Sean Kirst: Roosevelt Field
In Shadow of State Football Playoffs, City Dreams — Old and New — at Roosevelt Field
by Sean Kirst (December 7, 2025) — Story references Syracuse Firefighters Tom Humberstone and Ken Kinsey
The following column recounts some rich football history — as well as dreams for the future — at the old Roosevelt Field on Brighton Avenue, once the capital of high school football in Central New York. Columnist Sean Kirst is interested in your memories: If you recall the days when Roosevelt reigned as the region’s premier high school field, email Kirst at skirst@centralcurrent.org, and he’ll collect those thoughts in a followup piece.

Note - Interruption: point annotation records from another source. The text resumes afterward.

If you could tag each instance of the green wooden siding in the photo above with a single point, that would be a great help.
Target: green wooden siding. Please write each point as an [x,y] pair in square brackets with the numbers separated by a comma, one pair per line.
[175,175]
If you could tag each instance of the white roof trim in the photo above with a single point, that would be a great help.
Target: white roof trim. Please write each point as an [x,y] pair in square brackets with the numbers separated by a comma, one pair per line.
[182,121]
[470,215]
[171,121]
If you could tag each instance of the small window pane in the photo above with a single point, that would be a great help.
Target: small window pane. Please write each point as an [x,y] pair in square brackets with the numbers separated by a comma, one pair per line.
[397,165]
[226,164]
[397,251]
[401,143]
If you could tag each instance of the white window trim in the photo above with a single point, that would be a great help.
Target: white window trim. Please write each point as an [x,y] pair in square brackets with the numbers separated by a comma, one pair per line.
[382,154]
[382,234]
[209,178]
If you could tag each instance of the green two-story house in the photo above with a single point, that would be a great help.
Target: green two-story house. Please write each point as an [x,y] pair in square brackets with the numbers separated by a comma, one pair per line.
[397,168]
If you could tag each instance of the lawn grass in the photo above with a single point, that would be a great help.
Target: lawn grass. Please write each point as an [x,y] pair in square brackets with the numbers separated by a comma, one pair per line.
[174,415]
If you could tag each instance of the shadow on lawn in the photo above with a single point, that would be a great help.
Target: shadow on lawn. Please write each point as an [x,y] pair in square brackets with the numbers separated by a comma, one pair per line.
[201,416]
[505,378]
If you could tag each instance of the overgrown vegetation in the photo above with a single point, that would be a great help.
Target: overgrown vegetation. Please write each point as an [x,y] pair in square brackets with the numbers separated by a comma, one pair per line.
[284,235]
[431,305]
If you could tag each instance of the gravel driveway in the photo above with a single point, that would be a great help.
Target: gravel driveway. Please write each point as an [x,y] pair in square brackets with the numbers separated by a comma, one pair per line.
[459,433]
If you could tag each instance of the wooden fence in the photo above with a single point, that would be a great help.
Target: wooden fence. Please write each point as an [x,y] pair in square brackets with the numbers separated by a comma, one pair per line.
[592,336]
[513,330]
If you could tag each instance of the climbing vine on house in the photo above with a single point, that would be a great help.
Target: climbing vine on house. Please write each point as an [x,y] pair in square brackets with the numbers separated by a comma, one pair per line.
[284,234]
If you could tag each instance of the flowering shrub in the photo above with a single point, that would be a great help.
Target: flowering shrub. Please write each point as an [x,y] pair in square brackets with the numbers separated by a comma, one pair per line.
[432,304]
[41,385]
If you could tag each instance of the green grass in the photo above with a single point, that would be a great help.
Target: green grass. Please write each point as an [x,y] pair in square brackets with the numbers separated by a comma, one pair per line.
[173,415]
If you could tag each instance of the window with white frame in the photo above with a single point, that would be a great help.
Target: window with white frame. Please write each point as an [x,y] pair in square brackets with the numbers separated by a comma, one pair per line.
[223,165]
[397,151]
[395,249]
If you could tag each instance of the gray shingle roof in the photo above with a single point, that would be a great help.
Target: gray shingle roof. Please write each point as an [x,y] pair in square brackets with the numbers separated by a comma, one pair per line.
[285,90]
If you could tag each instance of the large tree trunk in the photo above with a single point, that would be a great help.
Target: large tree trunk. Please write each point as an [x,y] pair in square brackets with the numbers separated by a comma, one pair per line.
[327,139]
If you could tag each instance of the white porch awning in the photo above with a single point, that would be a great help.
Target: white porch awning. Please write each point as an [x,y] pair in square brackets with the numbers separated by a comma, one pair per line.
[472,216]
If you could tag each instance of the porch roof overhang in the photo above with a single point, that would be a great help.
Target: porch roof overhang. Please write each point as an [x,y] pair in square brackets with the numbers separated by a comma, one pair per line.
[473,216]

Sixty-two years after making the best split-second football decision of his life, Tony Dottolo looked out last Thursday from inside his idling SUV as a fierce snow squall swallowed up the field where it happened — though the storm hardly diminished his memory of an intense high school huddle and a pivotal call Dottolo made for his teammates on third down.
At 79, those memories were sparked by his return after many years to Brighton Avenue’s Roosevelt Field, next to what’s now Brighton Middle School Academy — a structure built a century ago as the old Theodore Roosevelt Junior High. In 1963, Dottolo was a senior quarterback on a once-beaten Eastwood High team that went up against powerful Christian Brothers Academy, which was atop the old City League and rolling with a 12-game winning streak.